Макс сел напротив, сказал:

— Послушай, что мы сделаем. Я прямо с утра займусь этим, землю буду носом рыть, съезжу в Москву, но найду тебе самого лучшего адвоката! Только Тань, это недешево, а денег у нас почти нет — продажи слабые, да и на закуп лекарств я очень много потратил. А тот покупатель, который аптеками заинтересовался, готов сделку провести…

— Так проводи! — Татьяна едва не плакала. Двенадцать лет! Из-за дурости Фирзиной, из-за поклёпа — вся жизнь под откос! Как же так? За что???

— Тань, я же не могу! — опешил Макс. — Как я их продам, у меня нет генеральной доверенности. Ты сама не хотела, чтобы я…

— Макс, но это же было раньше! Давай я подпишу всё, что нужно, только вытащи меня! — взмолилась она.

— Ну, вот, я принёс документы, — Макс потянул к себе прозрачную папку, которая лежала на столе. Таня уставилась на неё сквозь слёзы. В душе шевельнулось нехорошее — будто что-то не сходилось, было неправильным.

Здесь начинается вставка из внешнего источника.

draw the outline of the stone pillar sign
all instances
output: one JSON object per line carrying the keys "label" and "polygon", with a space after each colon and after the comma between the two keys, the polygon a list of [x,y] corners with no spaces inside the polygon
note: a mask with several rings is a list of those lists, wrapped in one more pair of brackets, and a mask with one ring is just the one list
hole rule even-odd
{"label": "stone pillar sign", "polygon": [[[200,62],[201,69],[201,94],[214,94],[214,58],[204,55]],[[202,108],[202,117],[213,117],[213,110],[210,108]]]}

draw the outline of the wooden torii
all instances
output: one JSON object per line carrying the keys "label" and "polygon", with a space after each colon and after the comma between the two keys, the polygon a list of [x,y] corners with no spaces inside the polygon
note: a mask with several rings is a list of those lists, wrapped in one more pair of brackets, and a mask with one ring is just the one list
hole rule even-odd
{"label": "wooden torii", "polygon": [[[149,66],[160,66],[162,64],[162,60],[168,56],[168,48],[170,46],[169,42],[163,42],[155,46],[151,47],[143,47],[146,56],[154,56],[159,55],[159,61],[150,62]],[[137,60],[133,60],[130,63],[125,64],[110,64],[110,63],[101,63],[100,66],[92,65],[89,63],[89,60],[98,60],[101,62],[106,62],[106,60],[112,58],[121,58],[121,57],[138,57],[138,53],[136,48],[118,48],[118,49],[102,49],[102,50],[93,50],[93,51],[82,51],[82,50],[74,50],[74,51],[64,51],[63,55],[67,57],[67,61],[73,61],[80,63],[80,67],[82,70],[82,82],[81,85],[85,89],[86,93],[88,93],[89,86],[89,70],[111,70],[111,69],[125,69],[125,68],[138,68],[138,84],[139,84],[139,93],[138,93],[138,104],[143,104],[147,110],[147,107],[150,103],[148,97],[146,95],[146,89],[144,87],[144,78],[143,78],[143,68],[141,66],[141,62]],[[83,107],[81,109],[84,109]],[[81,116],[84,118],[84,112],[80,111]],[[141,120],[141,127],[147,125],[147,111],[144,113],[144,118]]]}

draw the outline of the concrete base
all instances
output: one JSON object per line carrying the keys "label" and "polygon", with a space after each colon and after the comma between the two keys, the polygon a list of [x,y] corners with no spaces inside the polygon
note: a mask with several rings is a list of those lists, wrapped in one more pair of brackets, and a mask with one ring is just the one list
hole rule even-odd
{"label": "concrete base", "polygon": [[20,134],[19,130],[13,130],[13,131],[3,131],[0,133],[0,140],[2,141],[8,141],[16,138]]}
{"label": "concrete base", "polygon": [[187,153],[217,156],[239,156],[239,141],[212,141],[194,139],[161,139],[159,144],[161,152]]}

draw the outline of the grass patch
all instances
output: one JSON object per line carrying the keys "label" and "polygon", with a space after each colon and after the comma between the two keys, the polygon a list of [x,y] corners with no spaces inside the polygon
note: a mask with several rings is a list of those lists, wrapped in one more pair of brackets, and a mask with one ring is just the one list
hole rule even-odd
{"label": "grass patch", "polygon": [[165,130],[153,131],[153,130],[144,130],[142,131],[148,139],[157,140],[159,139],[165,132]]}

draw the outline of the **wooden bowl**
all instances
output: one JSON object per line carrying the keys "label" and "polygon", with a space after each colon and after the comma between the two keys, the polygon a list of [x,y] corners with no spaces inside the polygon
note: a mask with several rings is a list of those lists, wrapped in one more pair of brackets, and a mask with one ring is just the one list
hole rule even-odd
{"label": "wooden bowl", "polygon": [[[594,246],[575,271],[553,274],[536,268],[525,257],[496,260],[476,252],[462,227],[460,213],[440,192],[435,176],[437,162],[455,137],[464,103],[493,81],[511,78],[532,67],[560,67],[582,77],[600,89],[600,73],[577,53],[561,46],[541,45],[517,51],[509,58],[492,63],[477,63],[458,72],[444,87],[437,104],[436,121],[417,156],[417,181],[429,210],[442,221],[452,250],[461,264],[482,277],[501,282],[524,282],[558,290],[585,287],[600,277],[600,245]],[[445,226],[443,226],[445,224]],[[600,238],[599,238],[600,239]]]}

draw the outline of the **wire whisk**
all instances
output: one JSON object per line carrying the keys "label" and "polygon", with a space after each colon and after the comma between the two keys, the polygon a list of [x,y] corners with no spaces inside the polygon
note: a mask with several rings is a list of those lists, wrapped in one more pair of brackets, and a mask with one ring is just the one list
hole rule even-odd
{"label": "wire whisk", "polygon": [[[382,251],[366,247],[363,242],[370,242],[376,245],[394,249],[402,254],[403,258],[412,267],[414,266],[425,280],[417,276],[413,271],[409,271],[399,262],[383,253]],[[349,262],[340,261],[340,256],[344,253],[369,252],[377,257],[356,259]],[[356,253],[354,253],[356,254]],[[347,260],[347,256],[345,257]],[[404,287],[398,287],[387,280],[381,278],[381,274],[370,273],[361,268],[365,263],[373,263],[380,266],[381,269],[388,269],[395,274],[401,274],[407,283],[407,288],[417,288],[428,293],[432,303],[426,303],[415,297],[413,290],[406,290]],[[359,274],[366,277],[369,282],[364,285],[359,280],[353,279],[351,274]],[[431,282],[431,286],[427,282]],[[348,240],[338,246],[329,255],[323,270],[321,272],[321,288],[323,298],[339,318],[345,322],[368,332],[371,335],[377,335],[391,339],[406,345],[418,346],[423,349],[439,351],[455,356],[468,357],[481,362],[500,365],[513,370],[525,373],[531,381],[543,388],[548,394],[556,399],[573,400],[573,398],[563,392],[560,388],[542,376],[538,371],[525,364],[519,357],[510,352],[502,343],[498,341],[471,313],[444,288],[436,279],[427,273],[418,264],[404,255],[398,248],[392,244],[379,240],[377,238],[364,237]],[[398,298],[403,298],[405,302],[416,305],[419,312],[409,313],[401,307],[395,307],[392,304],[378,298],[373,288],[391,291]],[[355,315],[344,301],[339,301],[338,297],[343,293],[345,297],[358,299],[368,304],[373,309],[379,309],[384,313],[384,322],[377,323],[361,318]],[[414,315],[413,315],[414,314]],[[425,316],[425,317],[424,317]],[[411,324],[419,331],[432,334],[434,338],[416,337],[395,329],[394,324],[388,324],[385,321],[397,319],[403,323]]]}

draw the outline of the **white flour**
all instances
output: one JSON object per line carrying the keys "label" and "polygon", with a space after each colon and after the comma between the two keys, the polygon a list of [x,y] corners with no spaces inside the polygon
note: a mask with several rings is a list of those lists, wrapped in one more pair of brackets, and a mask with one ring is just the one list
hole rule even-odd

Но она отмахнулась от этого чувства, потому что всё вокруг сейчас было таким: неправильным, неестественным, карикатурным…

Максим вытянул из папки отпечатанные листы, протянул Тане. Она вытерла глаза, вгляделась, пытаясь сосредоточиться. Но буквы разбегались, прыгали перед глазами — потому что руки мелко противно тряслись, а слёзы всё набегали, как их не прогоняй. «Даже если он где-то хитрит, и в чем-то обманет меня — плевать! — подумала она. — Свобода дороже любых денег. А разбираться с этой доверенностью… у меня просто нет на это сил!»

— Давай подпишу, — сказала она в отчаянии.

И быстро поставила росчерк в пустой строке.

____________________

*ИВС — изолятор временного содержания.